While most of the problems that blighted both OSes at launch have been fixed by now, Android’s “fragmentation” issue — the fact that most Android phones are running different versions of Android, and new updates are incredibly slow to roll out — has only become worse with time.
Google released new data Monday on the state of the Android union, and simply put, it’s not pretty. Android 8.0, the latest version released on August 21st, is currently installed on 0.5 percent of all Android devices. Current flagships like the Galaxy S8 and Note 8 won’t be getting Android 8.0 until 2018, and the vast majority of Android devices currently in circulation won’t get the update at all.
Things get even worse when you look at the rest of the Android field. It’s not like there’s a bunch of devices sitting on Android 7.0, waiting to be updated: Android 7.0 and 7.1 has a combined share of 23.3 percent, 6.0 has 29.7 percent, and Android 5.0 is at 26.3 percent.
To put all this in perspective, iOS 11 was released on September 19th, nearly a full month after Android 8.0. As of December 4th, 59% of all iOS devices were running iOS 11, 33% are on iOS 10, and just 8% of devices are on something older.
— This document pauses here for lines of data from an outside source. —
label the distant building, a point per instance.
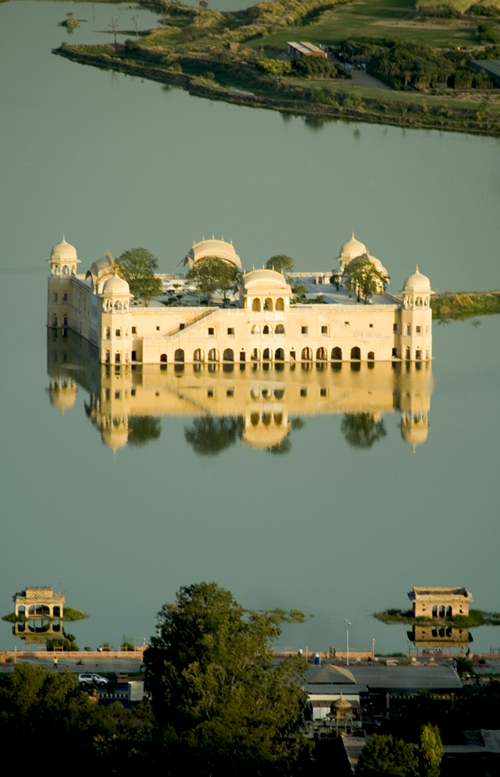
(303, 49)
(440, 602)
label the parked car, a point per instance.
(90, 678)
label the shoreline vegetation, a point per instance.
(240, 57)
(465, 304)
(475, 618)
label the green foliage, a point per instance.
(138, 266)
(212, 274)
(364, 278)
(209, 436)
(281, 263)
(221, 706)
(275, 67)
(431, 751)
(362, 430)
(385, 756)
(143, 429)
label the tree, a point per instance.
(362, 430)
(212, 274)
(221, 706)
(431, 751)
(138, 267)
(281, 263)
(385, 756)
(364, 278)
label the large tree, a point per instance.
(138, 267)
(281, 263)
(364, 278)
(221, 706)
(212, 274)
(385, 756)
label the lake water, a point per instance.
(338, 531)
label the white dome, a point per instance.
(352, 249)
(63, 251)
(417, 282)
(116, 285)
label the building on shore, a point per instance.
(261, 325)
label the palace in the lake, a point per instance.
(261, 324)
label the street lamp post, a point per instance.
(348, 624)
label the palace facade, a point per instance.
(262, 325)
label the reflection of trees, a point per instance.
(361, 430)
(143, 429)
(209, 436)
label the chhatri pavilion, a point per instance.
(262, 323)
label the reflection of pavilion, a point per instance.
(267, 399)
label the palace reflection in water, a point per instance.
(259, 404)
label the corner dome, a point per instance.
(417, 282)
(116, 285)
(63, 251)
(352, 249)
(265, 279)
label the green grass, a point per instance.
(373, 19)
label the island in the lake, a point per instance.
(414, 64)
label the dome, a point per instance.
(352, 249)
(64, 252)
(417, 282)
(213, 247)
(265, 279)
(116, 285)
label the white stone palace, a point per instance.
(261, 325)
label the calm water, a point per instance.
(336, 530)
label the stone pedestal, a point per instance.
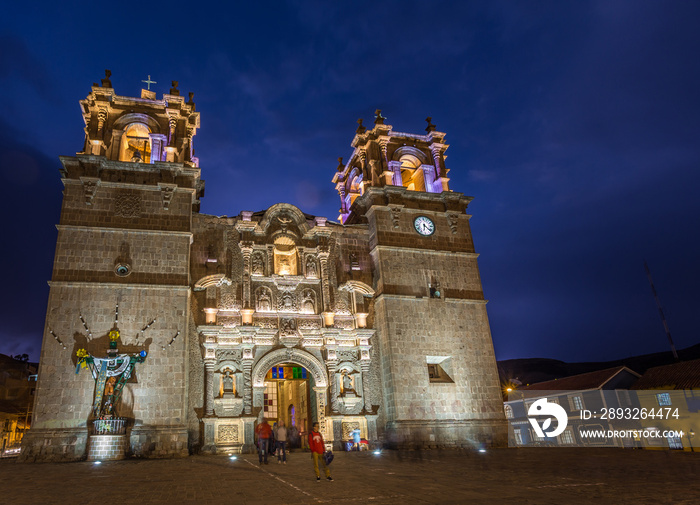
(106, 447)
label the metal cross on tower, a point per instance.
(149, 82)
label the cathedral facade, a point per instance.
(376, 322)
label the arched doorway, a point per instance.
(267, 383)
(287, 397)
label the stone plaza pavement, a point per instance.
(509, 476)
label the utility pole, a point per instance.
(661, 311)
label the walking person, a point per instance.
(281, 443)
(264, 432)
(318, 448)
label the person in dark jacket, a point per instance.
(264, 432)
(318, 448)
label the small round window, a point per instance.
(122, 270)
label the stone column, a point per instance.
(301, 267)
(321, 410)
(366, 395)
(247, 365)
(157, 144)
(270, 267)
(209, 394)
(395, 169)
(246, 249)
(115, 144)
(323, 257)
(333, 384)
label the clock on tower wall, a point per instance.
(429, 307)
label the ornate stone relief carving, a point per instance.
(258, 263)
(345, 324)
(265, 322)
(308, 302)
(227, 298)
(228, 355)
(341, 303)
(227, 433)
(127, 204)
(311, 267)
(287, 302)
(308, 361)
(309, 324)
(348, 428)
(347, 356)
(395, 215)
(287, 327)
(263, 299)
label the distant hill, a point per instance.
(532, 370)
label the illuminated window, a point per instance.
(285, 256)
(663, 399)
(135, 144)
(412, 177)
(439, 369)
(270, 400)
(509, 411)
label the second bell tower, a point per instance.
(439, 374)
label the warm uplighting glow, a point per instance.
(247, 316)
(211, 315)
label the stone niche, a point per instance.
(229, 434)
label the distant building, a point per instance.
(17, 386)
(677, 388)
(591, 391)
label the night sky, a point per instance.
(574, 125)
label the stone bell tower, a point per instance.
(439, 375)
(122, 264)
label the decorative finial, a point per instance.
(106, 83)
(378, 118)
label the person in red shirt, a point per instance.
(318, 448)
(264, 432)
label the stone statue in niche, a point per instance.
(258, 264)
(264, 302)
(287, 327)
(347, 382)
(307, 304)
(286, 303)
(229, 387)
(311, 268)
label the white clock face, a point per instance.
(424, 226)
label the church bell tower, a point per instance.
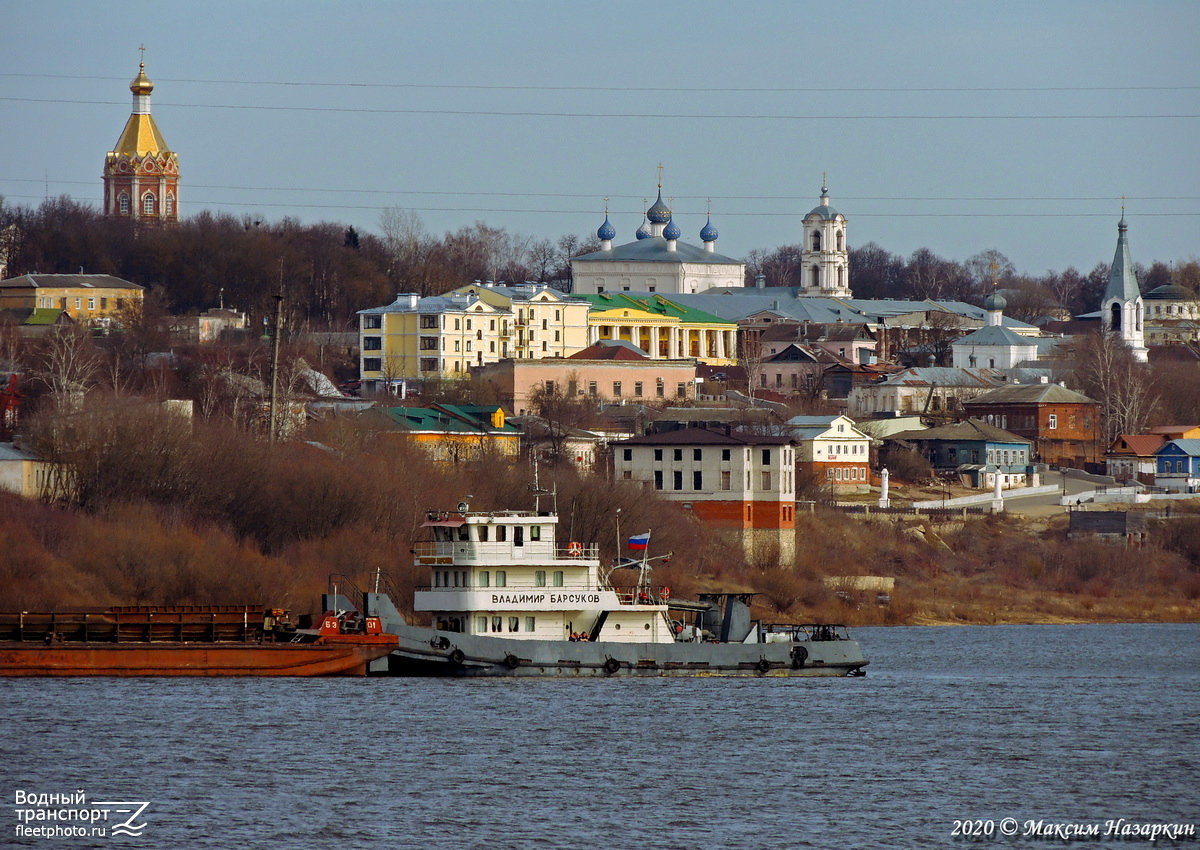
(141, 173)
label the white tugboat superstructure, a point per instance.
(505, 598)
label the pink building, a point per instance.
(604, 371)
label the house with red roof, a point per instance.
(1132, 456)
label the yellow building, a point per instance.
(453, 432)
(661, 328)
(88, 299)
(445, 335)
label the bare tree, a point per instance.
(69, 363)
(1108, 371)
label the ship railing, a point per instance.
(645, 596)
(810, 632)
(521, 586)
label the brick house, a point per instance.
(1063, 425)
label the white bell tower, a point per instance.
(1122, 309)
(825, 256)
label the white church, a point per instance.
(658, 261)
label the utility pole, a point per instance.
(275, 366)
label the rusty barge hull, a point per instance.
(192, 659)
(180, 640)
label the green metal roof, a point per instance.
(652, 304)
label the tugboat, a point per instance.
(505, 599)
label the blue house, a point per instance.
(1179, 466)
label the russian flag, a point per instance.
(640, 540)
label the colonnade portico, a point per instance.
(681, 341)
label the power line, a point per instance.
(649, 89)
(660, 115)
(592, 196)
(631, 211)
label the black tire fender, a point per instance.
(799, 654)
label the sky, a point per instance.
(954, 126)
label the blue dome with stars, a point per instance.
(659, 214)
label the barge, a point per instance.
(187, 640)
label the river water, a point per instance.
(1060, 724)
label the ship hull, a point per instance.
(430, 652)
(337, 658)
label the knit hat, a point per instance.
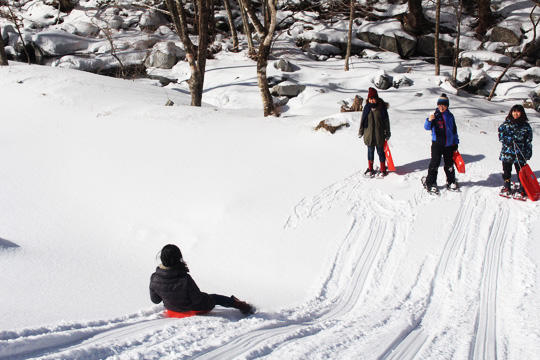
(170, 255)
(372, 94)
(443, 100)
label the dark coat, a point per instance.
(178, 291)
(375, 124)
(443, 129)
(518, 132)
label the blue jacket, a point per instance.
(519, 133)
(443, 128)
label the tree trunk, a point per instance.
(234, 35)
(266, 35)
(415, 19)
(3, 57)
(436, 46)
(349, 37)
(458, 36)
(247, 29)
(485, 17)
(196, 57)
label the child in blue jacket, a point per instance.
(444, 142)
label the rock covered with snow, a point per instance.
(164, 55)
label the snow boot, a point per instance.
(453, 186)
(369, 171)
(431, 188)
(243, 306)
(383, 172)
(506, 190)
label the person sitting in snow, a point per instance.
(444, 142)
(515, 134)
(172, 284)
(375, 128)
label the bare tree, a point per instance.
(234, 35)
(485, 17)
(437, 31)
(349, 36)
(247, 29)
(458, 37)
(266, 35)
(3, 57)
(530, 47)
(415, 20)
(11, 16)
(196, 55)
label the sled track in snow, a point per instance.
(372, 232)
(411, 341)
(484, 344)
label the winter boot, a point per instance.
(383, 172)
(506, 190)
(453, 186)
(243, 306)
(369, 171)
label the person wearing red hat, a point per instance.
(375, 128)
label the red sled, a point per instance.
(529, 182)
(176, 314)
(460, 164)
(388, 155)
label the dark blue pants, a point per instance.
(380, 152)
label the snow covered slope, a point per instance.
(97, 175)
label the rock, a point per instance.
(505, 34)
(331, 128)
(79, 63)
(164, 55)
(152, 20)
(322, 49)
(532, 74)
(288, 88)
(382, 80)
(285, 65)
(400, 45)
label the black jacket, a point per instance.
(175, 287)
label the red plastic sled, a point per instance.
(460, 164)
(176, 314)
(388, 155)
(529, 182)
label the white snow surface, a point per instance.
(97, 175)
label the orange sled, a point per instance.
(460, 164)
(529, 182)
(176, 314)
(388, 155)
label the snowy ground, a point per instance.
(97, 175)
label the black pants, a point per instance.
(447, 153)
(225, 301)
(507, 171)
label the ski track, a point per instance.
(377, 220)
(409, 344)
(485, 338)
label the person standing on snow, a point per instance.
(515, 134)
(444, 141)
(375, 128)
(172, 284)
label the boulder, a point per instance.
(505, 34)
(151, 20)
(287, 88)
(164, 55)
(532, 74)
(382, 80)
(285, 65)
(402, 81)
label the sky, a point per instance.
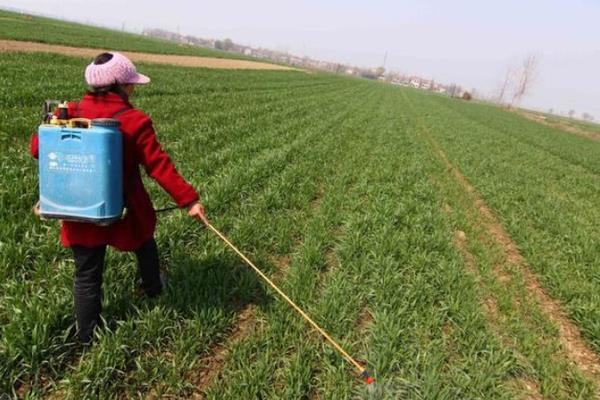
(468, 42)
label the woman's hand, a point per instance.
(196, 210)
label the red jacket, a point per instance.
(140, 147)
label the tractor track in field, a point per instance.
(526, 384)
(245, 322)
(177, 60)
(569, 334)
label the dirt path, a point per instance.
(575, 347)
(184, 61)
(559, 125)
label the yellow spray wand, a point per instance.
(361, 370)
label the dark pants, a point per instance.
(89, 265)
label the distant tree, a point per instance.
(504, 85)
(587, 117)
(526, 77)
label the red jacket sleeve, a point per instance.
(160, 167)
(34, 145)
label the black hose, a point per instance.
(166, 209)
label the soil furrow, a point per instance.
(182, 61)
(578, 351)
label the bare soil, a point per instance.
(184, 61)
(559, 125)
(212, 364)
(576, 348)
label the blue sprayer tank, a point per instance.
(81, 170)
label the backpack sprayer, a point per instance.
(81, 179)
(80, 167)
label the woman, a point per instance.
(112, 79)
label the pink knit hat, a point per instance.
(119, 69)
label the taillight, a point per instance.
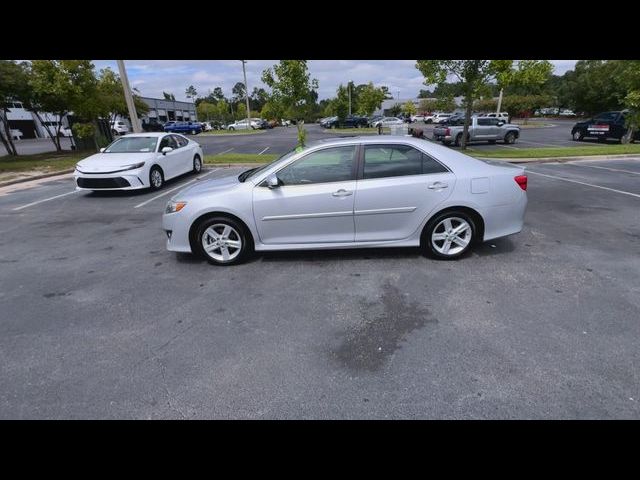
(522, 181)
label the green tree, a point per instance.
(395, 110)
(191, 92)
(207, 111)
(370, 98)
(474, 77)
(409, 108)
(292, 87)
(110, 99)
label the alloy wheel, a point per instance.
(221, 242)
(451, 236)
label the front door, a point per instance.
(314, 201)
(400, 186)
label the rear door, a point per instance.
(398, 186)
(170, 162)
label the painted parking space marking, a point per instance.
(584, 183)
(175, 188)
(44, 200)
(603, 168)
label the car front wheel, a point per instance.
(197, 164)
(222, 241)
(449, 235)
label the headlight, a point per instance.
(132, 167)
(173, 207)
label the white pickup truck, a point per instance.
(481, 129)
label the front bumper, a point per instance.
(127, 180)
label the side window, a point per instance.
(381, 161)
(322, 166)
(180, 141)
(168, 141)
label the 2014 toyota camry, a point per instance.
(351, 193)
(143, 160)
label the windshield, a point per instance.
(253, 171)
(133, 145)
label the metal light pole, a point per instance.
(246, 93)
(133, 115)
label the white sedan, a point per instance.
(142, 160)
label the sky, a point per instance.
(152, 77)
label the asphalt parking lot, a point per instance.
(281, 140)
(98, 320)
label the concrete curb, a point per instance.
(563, 159)
(36, 177)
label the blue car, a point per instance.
(183, 127)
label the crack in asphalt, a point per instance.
(371, 343)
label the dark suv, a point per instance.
(350, 121)
(603, 126)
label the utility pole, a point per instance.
(246, 93)
(133, 115)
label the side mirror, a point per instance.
(272, 181)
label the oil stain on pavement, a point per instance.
(368, 346)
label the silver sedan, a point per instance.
(391, 191)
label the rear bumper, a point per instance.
(128, 180)
(503, 220)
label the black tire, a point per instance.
(197, 164)
(153, 180)
(427, 244)
(242, 234)
(510, 138)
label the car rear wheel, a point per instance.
(449, 235)
(510, 138)
(222, 241)
(156, 179)
(197, 164)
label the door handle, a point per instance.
(341, 193)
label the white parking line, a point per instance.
(174, 189)
(44, 200)
(603, 168)
(584, 183)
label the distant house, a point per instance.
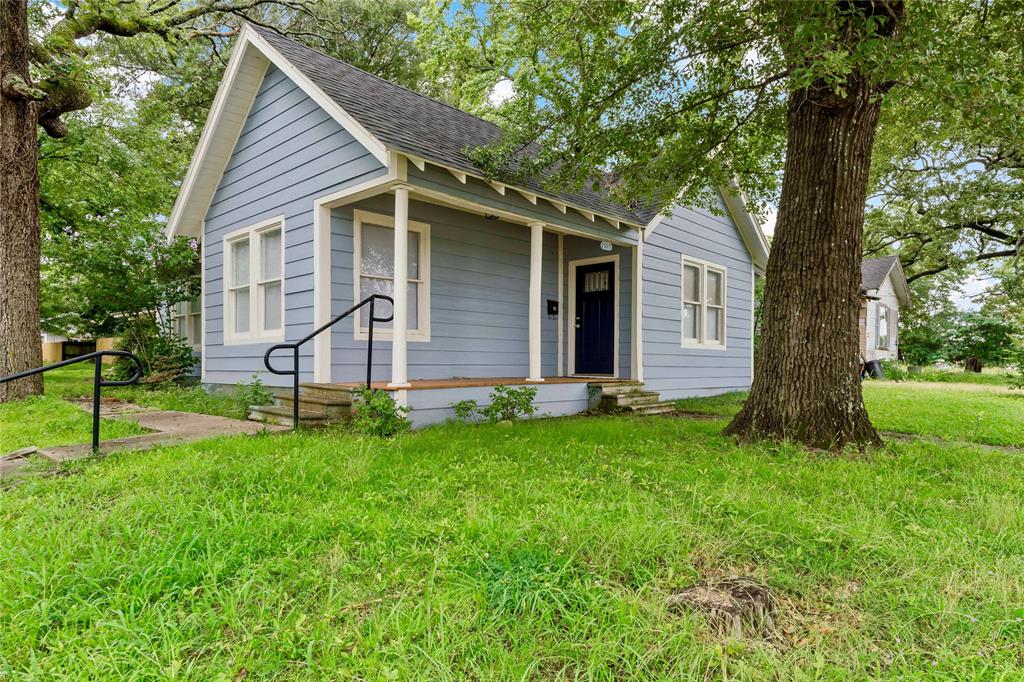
(884, 290)
(315, 183)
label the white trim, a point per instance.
(528, 196)
(202, 307)
(443, 199)
(256, 334)
(459, 175)
(364, 136)
(561, 304)
(224, 99)
(230, 108)
(636, 368)
(322, 258)
(704, 266)
(536, 293)
(573, 264)
(754, 301)
(422, 333)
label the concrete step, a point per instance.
(339, 392)
(663, 408)
(635, 398)
(326, 408)
(272, 414)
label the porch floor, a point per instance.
(423, 384)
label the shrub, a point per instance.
(466, 410)
(894, 371)
(377, 414)
(508, 405)
(255, 392)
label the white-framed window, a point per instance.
(254, 286)
(702, 304)
(186, 320)
(374, 272)
(883, 328)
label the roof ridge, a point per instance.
(274, 34)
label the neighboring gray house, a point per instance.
(315, 184)
(884, 289)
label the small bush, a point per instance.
(255, 392)
(466, 411)
(894, 371)
(377, 414)
(508, 405)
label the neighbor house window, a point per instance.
(704, 304)
(254, 296)
(884, 327)
(374, 265)
(186, 320)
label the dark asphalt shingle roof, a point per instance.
(410, 122)
(875, 270)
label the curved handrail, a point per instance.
(97, 380)
(295, 345)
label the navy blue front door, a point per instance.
(595, 318)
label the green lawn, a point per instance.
(49, 420)
(992, 416)
(541, 550)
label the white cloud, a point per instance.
(502, 92)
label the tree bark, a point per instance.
(20, 345)
(806, 385)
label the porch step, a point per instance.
(632, 397)
(327, 408)
(273, 414)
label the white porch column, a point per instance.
(637, 344)
(536, 263)
(399, 327)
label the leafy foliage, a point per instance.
(252, 393)
(376, 414)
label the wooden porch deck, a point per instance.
(424, 384)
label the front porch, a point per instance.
(496, 296)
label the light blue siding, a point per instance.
(479, 297)
(432, 407)
(675, 371)
(290, 153)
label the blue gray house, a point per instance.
(315, 184)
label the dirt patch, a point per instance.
(736, 606)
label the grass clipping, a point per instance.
(734, 606)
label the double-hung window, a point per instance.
(883, 332)
(704, 304)
(186, 318)
(374, 267)
(254, 296)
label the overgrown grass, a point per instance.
(968, 414)
(542, 550)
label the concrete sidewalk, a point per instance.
(169, 428)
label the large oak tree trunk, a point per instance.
(20, 346)
(806, 385)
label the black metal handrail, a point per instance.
(97, 380)
(294, 372)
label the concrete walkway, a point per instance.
(168, 428)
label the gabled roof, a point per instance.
(875, 270)
(417, 124)
(383, 117)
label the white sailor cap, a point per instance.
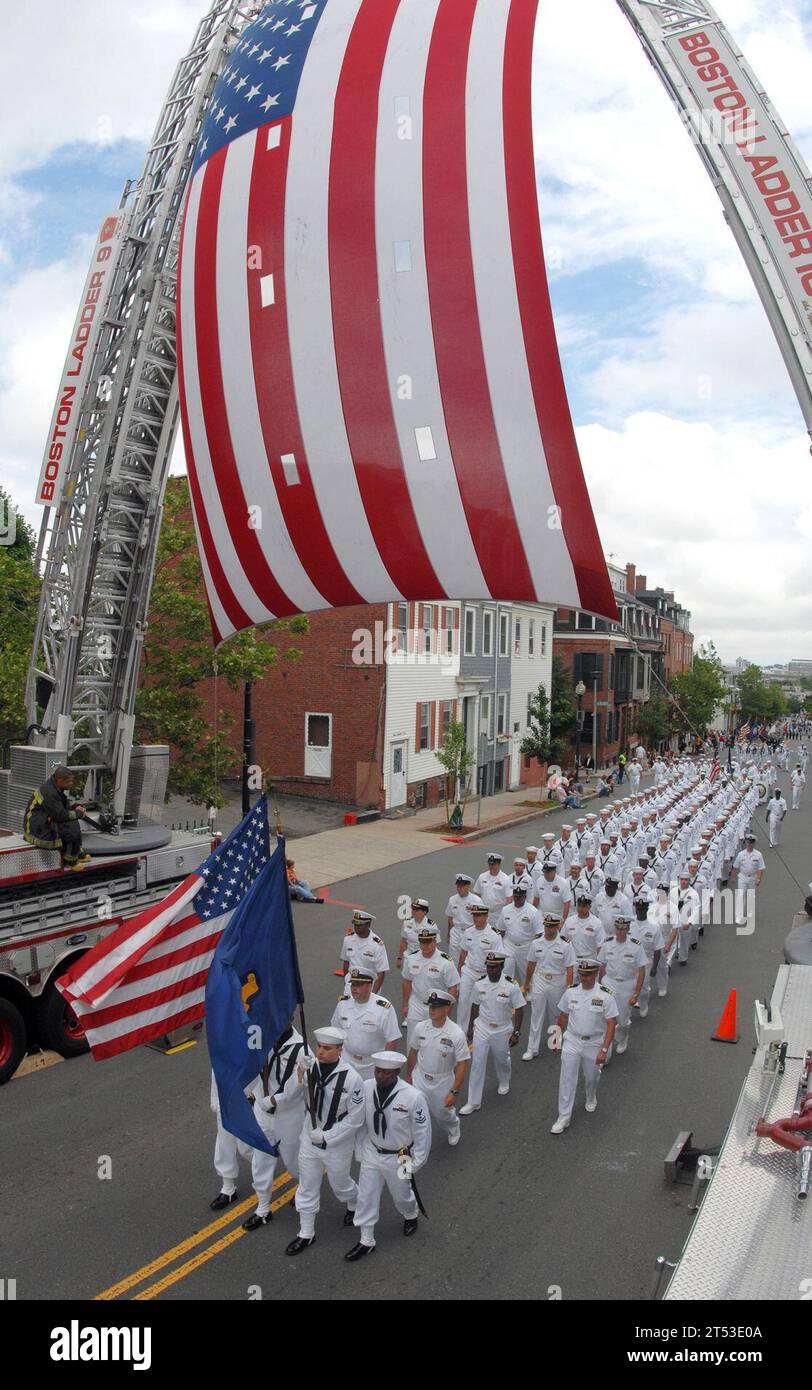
(438, 997)
(388, 1061)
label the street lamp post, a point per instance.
(580, 692)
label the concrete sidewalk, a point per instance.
(356, 849)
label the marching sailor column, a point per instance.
(338, 1100)
(278, 1112)
(494, 1002)
(395, 1147)
(587, 1019)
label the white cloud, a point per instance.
(36, 316)
(103, 70)
(716, 514)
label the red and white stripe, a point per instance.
(148, 977)
(313, 401)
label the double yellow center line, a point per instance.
(185, 1246)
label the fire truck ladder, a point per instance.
(98, 544)
(662, 27)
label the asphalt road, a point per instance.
(515, 1212)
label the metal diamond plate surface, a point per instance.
(752, 1237)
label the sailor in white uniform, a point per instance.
(367, 1020)
(748, 870)
(395, 1146)
(426, 970)
(438, 1061)
(497, 1014)
(477, 941)
(278, 1111)
(327, 1146)
(623, 965)
(458, 913)
(363, 948)
(551, 965)
(586, 1029)
(494, 887)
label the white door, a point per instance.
(319, 745)
(398, 776)
(515, 758)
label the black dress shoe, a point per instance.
(221, 1200)
(359, 1251)
(256, 1221)
(298, 1244)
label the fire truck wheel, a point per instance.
(11, 1040)
(59, 1026)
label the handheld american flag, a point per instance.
(370, 385)
(149, 975)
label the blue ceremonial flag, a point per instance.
(252, 991)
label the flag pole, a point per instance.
(310, 1083)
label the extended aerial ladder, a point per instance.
(758, 173)
(99, 535)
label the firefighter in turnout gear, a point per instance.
(52, 823)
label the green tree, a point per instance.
(18, 602)
(759, 702)
(537, 740)
(456, 759)
(174, 704)
(562, 710)
(654, 720)
(698, 691)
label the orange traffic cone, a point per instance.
(726, 1030)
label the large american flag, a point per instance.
(149, 975)
(371, 394)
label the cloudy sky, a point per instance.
(693, 442)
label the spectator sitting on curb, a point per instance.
(299, 890)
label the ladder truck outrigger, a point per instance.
(102, 484)
(109, 452)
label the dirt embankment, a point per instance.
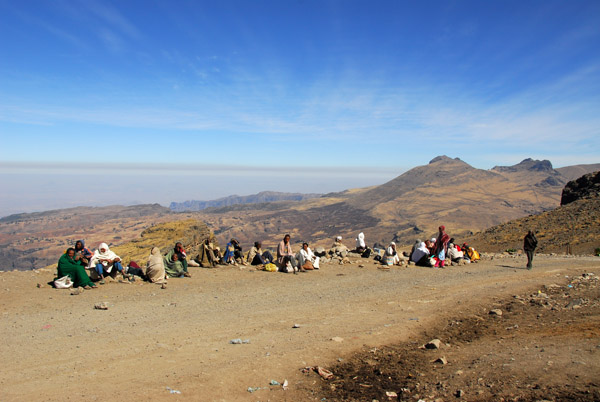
(151, 342)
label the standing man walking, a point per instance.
(529, 245)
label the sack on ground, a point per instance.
(308, 265)
(271, 267)
(63, 283)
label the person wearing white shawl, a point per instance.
(155, 269)
(391, 256)
(306, 255)
(104, 260)
(421, 255)
(360, 243)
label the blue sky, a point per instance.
(216, 98)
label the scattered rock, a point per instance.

This isn’t for a lack of trying on Google’s part. Google kicks updates out to its own Pixel and Nexus phones as fast as it can. But for everyone else, there’s too many links in the chain: Google releases an update, the the manufacturer has to tweak it and fix all the unique bugs it creates on every single device, and then mobile carriers has to make sure that the new update works on its network. Often, manufacturers and carriers won’t both to spend the time and money doing all this, because the lack of software support creates a reason for customers to upgrade and get the new features.
So, not specifically Google’s fault, but absolutely Google’s problem. Unfortunately, there’s no solution on the horizon, and at least based on the data for Android 8.0, things are getting worse, not better.